I think Kicad I have not tried but there seem to be libraries that are community-checked for errors and not part of some leach librarian company that can have component errors and fat bloated 3D models.

Kicad needs an Altium importer and that would likely crater the dinosaur?

SiliconWizard:
KiCad can import Altium's schematics, but not the layouts nor libraries yet, that I know of.

That said, there will be some work before KiCad can crater AD, even if it's a dinosaur.

tom66:

--- Quote from: Zero999 on May 14, 2023, 09:50:49 pm ---
--- Quote from: tooki on May 14, 2023, 04:30:21 pm ---Basically, "KiCad is just as good as Altium" is a typical open-source software fanboy claim. It's just as untrue as the claims that "LibreOffice is just as good as Microsoft Office"
--- End quote ---
I don't know about Altium vs KiCAD, but I have to disagree with you about LibreOffice vs MS Office. I find MS Office virtually unusable. It's appalling. LibreOffice is much better. I've taken work home, just so I can use LibreOffice, because MS Office is too slow and clunky. It's not a matter of taking time to get used to it. I've used plenty of other GUIs in my time, not just on Windows, but other platforms and have definitely found MS Office to be one of the worst.

--- End quote ---

Weirdly have the opposite opinion.  MS Office isn't great, lots of weird formatting bugs.  But far better than LibreOffice and I refuse to use anything other than the MS product for office tasks. 

But for CAD, I think KiCAD is there for 90% of use cases.  One of the bigger hurdles will be getting engineers and contractors familiar with the package.  If you advertise for a contract role for a guy with Altium experience, you'll fill it quickly.  (We use contractors for PCB design - it wasn't and isn't my decision.)  For KiCAD I suspect you'll be waiting for some time.

nctnico:

--- Quote from: tom66 on May 15, 2023, 07:00:46 am ---
--- Quote from: Zero999 on May 14, 2023, 09:50:49 pm ---
--- Quote from: tooki on May 14, 2023, 04:30:21 pm ---Basically, "KiCad is just as good as Altium" is a typical open-source software fanboy claim. It's just as untrue as the claims that "LibreOffice is just as good as Microsoft Office"
--- End quote ---
I don't know about Altium vs KiCAD, but I have to disagree with you about LibreOffice vs MS Office.
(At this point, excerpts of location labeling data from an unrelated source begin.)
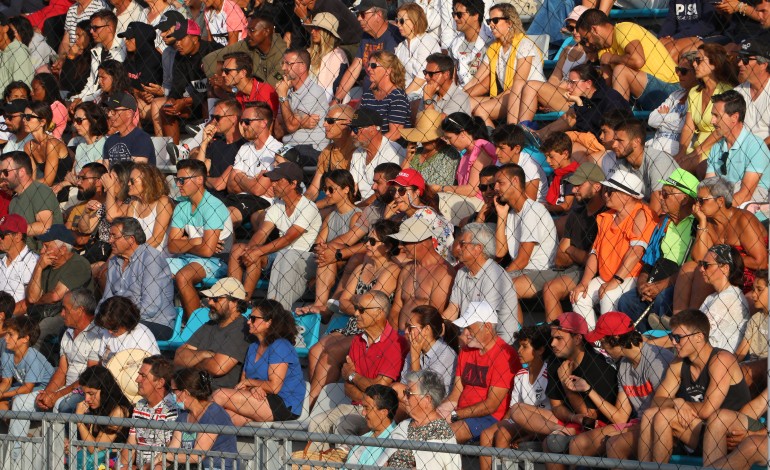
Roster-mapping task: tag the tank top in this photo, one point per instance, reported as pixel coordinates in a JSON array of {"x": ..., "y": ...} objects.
[{"x": 695, "y": 390}]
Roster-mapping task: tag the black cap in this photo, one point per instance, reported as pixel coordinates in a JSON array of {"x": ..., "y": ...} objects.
[
  {"x": 58, "y": 232},
  {"x": 365, "y": 117},
  {"x": 121, "y": 100},
  {"x": 171, "y": 18},
  {"x": 289, "y": 170}
]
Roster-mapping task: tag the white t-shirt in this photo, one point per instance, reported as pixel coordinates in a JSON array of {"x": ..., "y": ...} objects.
[
  {"x": 532, "y": 224},
  {"x": 305, "y": 215}
]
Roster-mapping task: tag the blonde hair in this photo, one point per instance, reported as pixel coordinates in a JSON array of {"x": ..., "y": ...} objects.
[
  {"x": 318, "y": 51},
  {"x": 416, "y": 14},
  {"x": 389, "y": 61}
]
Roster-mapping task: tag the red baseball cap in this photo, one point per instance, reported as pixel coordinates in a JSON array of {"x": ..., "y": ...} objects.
[
  {"x": 610, "y": 324},
  {"x": 572, "y": 322},
  {"x": 13, "y": 223},
  {"x": 410, "y": 177}
]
I find MS Office virtually unusable. It's appalling. LibreOffice is much better. I've taken work home, just so I can use LibreOffice, because MS Office is too slow and clunky. It's not a matter of taking time to get used to it. I've used plenty of other GUIs in my time, not just on Windows, but other platforms and have definitely found MS Office to be one of the worst.

--- End quote ---

Weirdly have the opposite opinion.  MS Office isn't great, lots of weird formatting bugs.  But far better than LibreOffice and I refuse to use anything other than the MS product for office tasks. 

--- End quote ---
Offtopic: Google's online word processing and spreadsheet are actually pretty good. It has improved a lot during the past couple of years. Every now and then I'm using the spreadsheet part of Libreoffice and that works quite well; it is better at importing CSV files compared to Excel. IOW: If you are basing your opinion on past experiences, you might want to retry.